O Ministério Público junto ao Tribunal de Contas da União (MPTCU) pediu a suspensão do reajuste do Bolsa Família anunciado pelo governo do presidente Luiz Inácio Lula da Silva na quinta-feira (17). A representação questiona a existência de previsão orçamentária para bancar o aumento e pede a apuração de possíveis irregularidades.
O pedido foi apresentado pelo subprocurador-geral do MPTCU, Lucas Rocha Furtado. Segundo ele, o decreto não apresentaria estimativa de impacto financeiro, fonte de custeio nem demonstração de compatibilidade com a Lei Orçamentária Anual (LOA) e a Lei de Diretrizes Orçamentárias (LDO).
Furtado também questiona se o governo poderia fazer a atualização dos valores por meio de decreto. Na representação, afirma que a medida poderia ter extrapolado o poder regulamentar do presidente e desrespeitado regras da Lei de Responsabilidade Fiscal (LRF).

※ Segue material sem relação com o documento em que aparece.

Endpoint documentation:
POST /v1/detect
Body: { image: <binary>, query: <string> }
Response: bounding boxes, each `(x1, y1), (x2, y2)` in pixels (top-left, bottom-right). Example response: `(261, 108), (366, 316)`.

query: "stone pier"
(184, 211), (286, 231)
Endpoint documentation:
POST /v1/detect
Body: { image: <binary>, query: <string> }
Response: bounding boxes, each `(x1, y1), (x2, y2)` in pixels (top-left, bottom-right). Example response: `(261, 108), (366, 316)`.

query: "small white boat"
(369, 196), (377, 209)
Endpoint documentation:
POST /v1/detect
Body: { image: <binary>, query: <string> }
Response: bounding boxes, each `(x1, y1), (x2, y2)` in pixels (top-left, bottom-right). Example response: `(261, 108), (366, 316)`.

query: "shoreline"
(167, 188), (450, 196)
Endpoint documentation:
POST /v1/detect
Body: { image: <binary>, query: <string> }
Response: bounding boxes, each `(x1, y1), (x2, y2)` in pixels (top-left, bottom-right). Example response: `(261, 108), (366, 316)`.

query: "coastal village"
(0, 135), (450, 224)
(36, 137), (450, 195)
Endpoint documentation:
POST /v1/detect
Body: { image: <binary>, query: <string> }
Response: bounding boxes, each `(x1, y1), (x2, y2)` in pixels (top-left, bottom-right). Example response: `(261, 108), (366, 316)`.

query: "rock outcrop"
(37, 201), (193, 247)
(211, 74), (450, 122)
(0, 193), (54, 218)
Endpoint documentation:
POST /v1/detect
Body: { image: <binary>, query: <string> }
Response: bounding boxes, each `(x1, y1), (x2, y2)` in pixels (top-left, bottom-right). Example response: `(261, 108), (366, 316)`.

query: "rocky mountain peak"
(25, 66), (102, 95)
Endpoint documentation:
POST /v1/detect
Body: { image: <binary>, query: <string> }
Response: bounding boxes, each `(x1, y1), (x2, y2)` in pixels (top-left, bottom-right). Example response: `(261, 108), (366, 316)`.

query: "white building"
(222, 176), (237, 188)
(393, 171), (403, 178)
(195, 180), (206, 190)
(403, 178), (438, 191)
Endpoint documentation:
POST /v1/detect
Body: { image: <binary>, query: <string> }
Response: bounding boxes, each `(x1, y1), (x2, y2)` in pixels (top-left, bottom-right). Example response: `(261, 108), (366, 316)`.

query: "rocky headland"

O subprocurador pediu que o presidente Lula e os ministros responsáveis pelo decreto apresentem, em até 15 dias, justificativas sobre a medida e demonstrem a existência de recursos e da estimativa de impacto financeiro. Também solicitou informações da Secretaria de Orçamento Federal e da Secretaria do Tesouro Nacional.
O pedido inclui ainda uma medida cautelar para suspender imediatamente os efeitos do decreto. Os pagamentos com os novos valores estão previstos para começar em 1º de outubro. Segundo Furtado, a execução das despesas poderia gerar dificuldade para recuperar valores caso a medida seja posteriormente considerada irregular.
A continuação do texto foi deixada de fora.